Food slow-cooked in an Indigenous earth oven is served by a volunteer in Sydney’s Hyde Park. Photograph: Sharon Hickey/City of Sydney
A traditional Aboriginal earth oven steams, roasts and barbecues food all at the same time – and the results are worthy of the finest open-air restaurant
To the untrained eye, an Aboriginal earth oven appears to be a simple mound of sand. But get close, and it’s warm to the touch and emanates a wonderfully smoky fragrance of meat that has been marinated in native Australian spices.
David Beaumont is a community engagement co-ordinator from the City of Sydney and a Wiradjuri man, “born on The Block in Redfern”. Before dawn on Monday he, along with members of catering company Goanna Hut, which specialises in bush tucker, built two traditional underground ovens in the heart of Sydney’s Hyde Park.
Beaumont talks me through the oven’s construction: a shallow pit, with a base grid of Gymea lily stalks, heated by burning hot rocks. That heat is sealed with a mixture of wet hessian bags and sand. “It steams, roasts and barbecues the meat all at once. Now I don’t know one man-made machine that can do that and have the food come out exquisite,” he says.

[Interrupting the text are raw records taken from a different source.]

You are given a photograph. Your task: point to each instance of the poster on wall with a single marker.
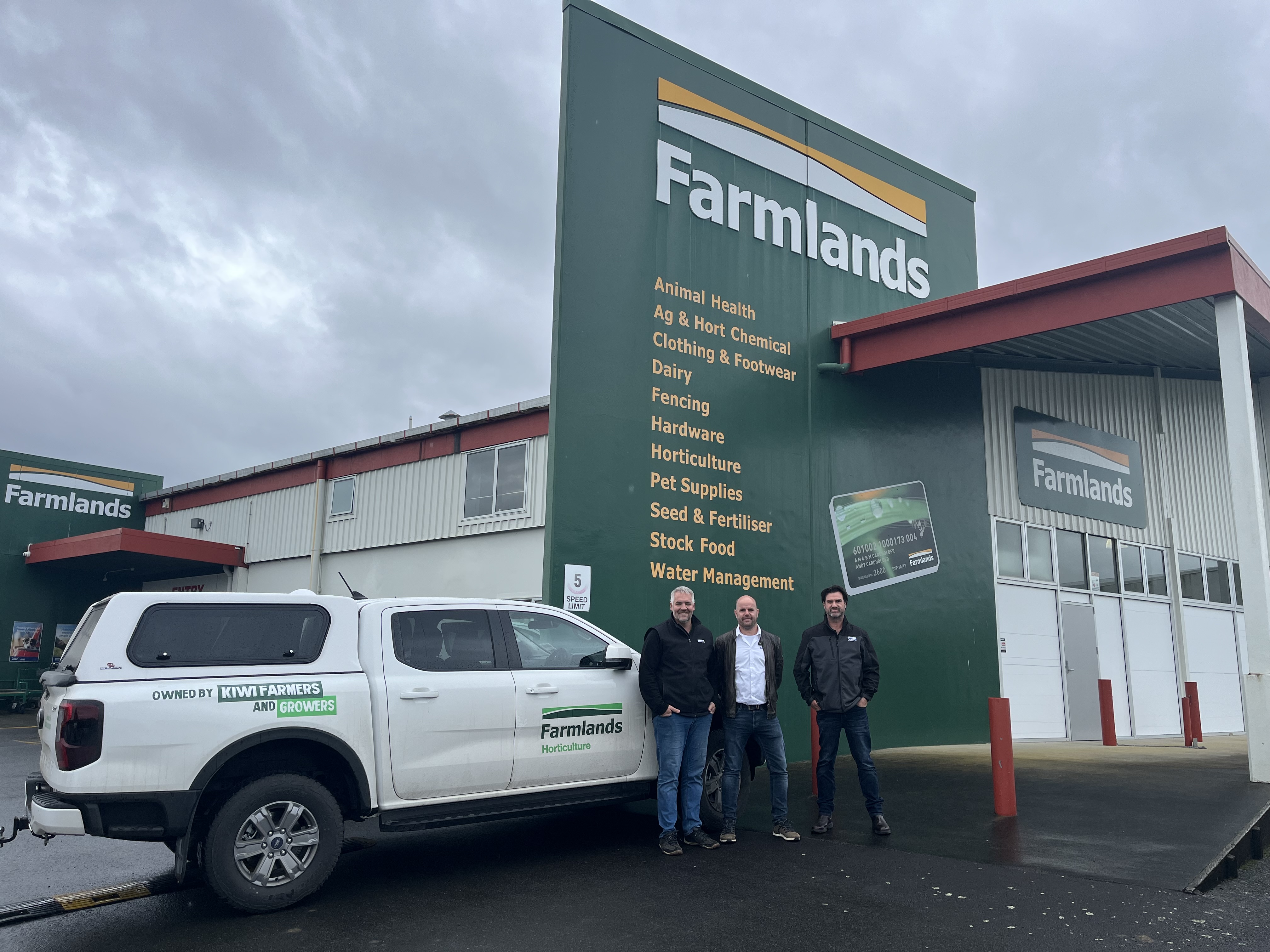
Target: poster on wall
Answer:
(25, 645)
(61, 638)
(884, 536)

Without the temperature gauge of a typical oven, it requires some finesse on the part of the operator in timing the cooking and rotating the rocks to get an even spread of heat. It’s a perfect embodiment of the “slow cooking” movement, he says.

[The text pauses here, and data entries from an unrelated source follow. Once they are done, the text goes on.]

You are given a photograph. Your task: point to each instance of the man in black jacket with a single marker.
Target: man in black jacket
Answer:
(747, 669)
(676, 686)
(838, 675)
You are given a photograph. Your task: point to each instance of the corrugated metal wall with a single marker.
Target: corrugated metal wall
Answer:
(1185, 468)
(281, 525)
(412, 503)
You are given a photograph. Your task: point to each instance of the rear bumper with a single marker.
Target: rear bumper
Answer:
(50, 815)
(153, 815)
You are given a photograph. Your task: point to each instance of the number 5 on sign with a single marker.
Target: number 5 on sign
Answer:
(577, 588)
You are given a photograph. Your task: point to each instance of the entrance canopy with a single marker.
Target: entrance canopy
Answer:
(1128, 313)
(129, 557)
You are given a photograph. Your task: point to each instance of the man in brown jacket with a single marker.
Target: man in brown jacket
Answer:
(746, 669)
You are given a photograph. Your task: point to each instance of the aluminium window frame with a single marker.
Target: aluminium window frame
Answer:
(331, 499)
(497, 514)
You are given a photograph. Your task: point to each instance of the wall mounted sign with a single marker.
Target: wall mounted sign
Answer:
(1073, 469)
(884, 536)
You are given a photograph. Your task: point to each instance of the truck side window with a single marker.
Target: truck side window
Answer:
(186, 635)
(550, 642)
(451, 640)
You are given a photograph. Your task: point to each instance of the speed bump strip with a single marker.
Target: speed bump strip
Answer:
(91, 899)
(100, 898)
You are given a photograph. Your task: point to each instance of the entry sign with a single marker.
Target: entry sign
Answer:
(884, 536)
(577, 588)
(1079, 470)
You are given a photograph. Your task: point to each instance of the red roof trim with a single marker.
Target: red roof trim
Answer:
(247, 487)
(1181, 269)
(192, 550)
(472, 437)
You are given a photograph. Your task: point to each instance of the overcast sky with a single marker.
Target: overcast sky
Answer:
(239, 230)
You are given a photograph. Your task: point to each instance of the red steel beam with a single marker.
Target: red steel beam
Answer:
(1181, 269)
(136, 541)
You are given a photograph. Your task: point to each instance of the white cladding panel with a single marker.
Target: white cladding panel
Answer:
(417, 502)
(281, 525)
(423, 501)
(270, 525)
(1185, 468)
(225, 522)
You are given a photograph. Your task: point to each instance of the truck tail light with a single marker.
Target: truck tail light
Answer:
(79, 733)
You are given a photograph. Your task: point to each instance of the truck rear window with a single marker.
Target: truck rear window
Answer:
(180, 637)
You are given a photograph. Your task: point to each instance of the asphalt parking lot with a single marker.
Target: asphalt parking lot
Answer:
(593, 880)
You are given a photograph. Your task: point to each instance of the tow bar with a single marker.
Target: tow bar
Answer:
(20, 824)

Where possible Beaumont uses natural material – as he did when he was taught the method 10 years ago by a Torres Strait islander elder. But Beaumont is no purist. “Culture is ever-evolving and you tweak things,” he says, comparing his practice to the contemporary Indigenous dance company Bangarra.
“They’ll perform new dances with new music, but still draw on that inner spirituality in a contemporary world. Earth ovens are no different.”

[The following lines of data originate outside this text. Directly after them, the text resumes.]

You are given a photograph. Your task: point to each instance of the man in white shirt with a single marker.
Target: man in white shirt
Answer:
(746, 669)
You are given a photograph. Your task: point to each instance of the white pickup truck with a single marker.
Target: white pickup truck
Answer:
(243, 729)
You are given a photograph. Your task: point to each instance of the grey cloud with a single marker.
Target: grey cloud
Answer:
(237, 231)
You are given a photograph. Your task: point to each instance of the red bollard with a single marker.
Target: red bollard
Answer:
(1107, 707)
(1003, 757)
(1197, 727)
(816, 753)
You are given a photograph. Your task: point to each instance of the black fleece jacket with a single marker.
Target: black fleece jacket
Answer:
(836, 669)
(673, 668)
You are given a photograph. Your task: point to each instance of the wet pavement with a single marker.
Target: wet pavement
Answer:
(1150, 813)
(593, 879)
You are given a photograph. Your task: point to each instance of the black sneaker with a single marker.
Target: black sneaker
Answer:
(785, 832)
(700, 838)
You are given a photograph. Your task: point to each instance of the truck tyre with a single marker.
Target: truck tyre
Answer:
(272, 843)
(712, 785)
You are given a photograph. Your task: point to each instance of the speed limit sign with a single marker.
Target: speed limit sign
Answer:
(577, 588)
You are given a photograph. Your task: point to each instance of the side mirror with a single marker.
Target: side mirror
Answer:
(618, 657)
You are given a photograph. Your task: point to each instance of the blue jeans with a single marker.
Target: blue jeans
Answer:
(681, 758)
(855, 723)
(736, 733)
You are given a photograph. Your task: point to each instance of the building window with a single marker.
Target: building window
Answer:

The ovens were built as part of Naidoc week, an annual celebration of Aboriginal and Torres Strait islander culture. By midday several hundred attendees, Indigenous and non-Indigenous, have lined up, eager to pile their paper plates with food.
The ovens are dismantled and the meat and vegetables pried out of their foil cocoons. Roast lamb emerges dripping in the sweet juices of bush tomato; the chicken is infused with lemon myrtle; a particularly tender slice of pork bursts in my mouth with the taste of native pepperberry.
Beaumont appears proud to see so many satisfied diners.
“Sometimes we struggle to understand what it means to be, as Tony Abbott says, ‘Team Australia’,” he says. “As First Nations people we have made so many contributions and achievements over tens of thousands of years to this continent that is now called Australia and we want to celebrate that with people.
“For the past 200 years we haven’t been able to do that, but we’re doing that now.”
How to build a traditional Aboriginal earth oven
Dig a shallow pit between 1.5 and two metres in diameter and about 40cm deep (the grass can be removed carefully with soil and roots intact, then protected with wet hessian bags and returned when finished). The size of the pit may vary depending on the amount of food.
Add a 4cm layer of fresh sand to the base of the pit before building the fire. Assemble the fire by scattering a layer of rocks, then adding wood and more rocks until it reaches about half a metre high.
Light the fire and allow it to burn down for between one and two hours. Monitor the fire and make sure the rocks stay within the fire pit. This process heats the rocks, which are then used to cook the food.
After another two hours the rocks should be very hot. Any excess wood can be scraped aside. Spread the hot rocks over the base of the pit to distribute the heat evenly.
Place green wood, which has a very high water content and will not burn, over the hot rocks to act as a barrier between the food. This will prevent them from burning and allow the heat to circulate through the food once the pit is sealed. Place some hot rocks on the food to keep the heat even throughout the pit. These ovens feature four layers, with the larger cuts of meat on the bottom and smaller cuts on top, and a small amount of hot rocks spread in between for heat control and aeration.
Lay large, fresh, green leaves over the food to provide a protective layer and moisture to the pit. Preferably banana leaves for the first layer. The Hyde Park one used clippings from trees.
Add a layer of hessian that has been soaking in water for several hours over the green leaves. This helps keep the heat in and sand out. The hessian needs to be placed from the base of the pit to the top in a circular fashion so the sand falls away from the pit and not into it when it’s time to remove the food. Make sure the hessian covers the whole pit, including flowing out from the base.
Create a seal around the base of the pit, before covering the whole pit with clean sand. Finally, make sure the whole pit is covered with sand and there is no smoke leaking from the pit.
In our oven, the food takes between three and four hours to cook. When it’s ready, scrape the sand back very gently with a shovel so it doesn’t pierce the wet hessian below. Peel away the hessian and leaves very carefully so no sand falls directly on to the food. Rake hot rocks away with a shovel and extract the food.